Pris isolément, ces événements ne permettent pas de tirer de conclusion. Observés dans la durée, ils peuvent en revanche faire apparaître une évolution qui mérite l’attention.

C’est là que la télévigilance peut compléter l’observation des professionnels. Les données recueillies par les dispositifs OTONO-me sont analysées par la plateforme Telegrafik afin de mettre en évidence certaines anomalies ou modifications des habitudes de vie.

L’objectif n’est pas d’établir un diagnostic à partir d’une donnée, mais de permettre aux équipes de disposer d’informations supplémentaires pour comprendre une situation.

La technologie détecte une évolution, le professionnel lui donne du sens

Cette distinction est essentielle.

Des levers nocturnes plus fréquents peuvent avoir de multiples explications. Une diminution de l’activité également. Une technologie ne peut pas déterminer seule ce que ces changements signifient pour une personne donnée.

Elle peut en revanche permettre de les objectiver.

C’est ensuite au professionnel de croiser cette information avec ce qu’il connaît du bénéficiaire : son état général, ses traitements, les observations réalisées au domicile, les transmissions d’autres intervenants ou encore les retours de ses proches.

La donnée devient alors un élément parmi d’autres pour décider s’il est nécessaire d’approfondir la situation ou d’adapter l’accompagnement.

La technologie ne se substitue donc pas à l’expertise des professionnels. Elle leur donne une vision complémentaire de ce qui se passe entre deux interventions.

Pour les CRT, l’enjeu est aussi de partager la bonne information

Cette approche prend une dimension supplémentaire dans le fonctionnement d’un CRT.

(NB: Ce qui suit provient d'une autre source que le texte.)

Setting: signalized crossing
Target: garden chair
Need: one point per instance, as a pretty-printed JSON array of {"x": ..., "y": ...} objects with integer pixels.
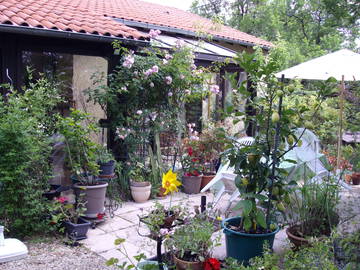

Une personne accompagnée à domicile peut être entourée d’un coordinateur, d’un service autonomie à domicile, de professionnels de santé, d’aidants ou encore d’un opérateur de téléassistance. Chacun détient une partie de l’information nécessaire à la compréhension de sa situation.

La capacité à détecter une évolution n’a donc réellement de valeur que si l’information utile peut être intégrée au fonctionnement des équipes et rapprochée des autres éléments disponibles.

C’est pourquoi la modularité technologique ne peut être dissociée des enjeux de coordination et d’interopérabilité.

La plateforme Telegrafik s’inscrit dans cette logique : permettre aux professionnels d’accéder aux informations dont ils ont besoin et faciliter leur intégration avec les outils et organisations déjà en place.

Pour découvrir concrètement comment un CRT articule outils numériques, télévigilance et organisation des équipes, le replay du webinaire consacré aux usages numériques des CRT est disponible dans les ressources Telegrafik.

Passer de l’équipement du domicile à l’accompagnement du parcours de vie

Finalement, la question n’est pas de savoir combien de capteurs doivent être installés au domicile d’une personne.

Elle est de savoir si la solution mise en place est adaptée à sa situation aujourd’hui et pourra évoluer lorsque ses besoins changeront.

Cela suppose de pouvoir choisir les dispositifs pertinents, de détecter les évolutions des habitudes de vie et de donner aux professionnels les informations nécessaires pour décider d’une éventuelle adaptation.

On ne raisonne alors plus seulement en termes d’équipement du domicile, mais d’accompagnement du parcours de vie.

La technologie ne doit pas figer l’accompagnement. Elle doit lui permettre d’évoluer avec la personne.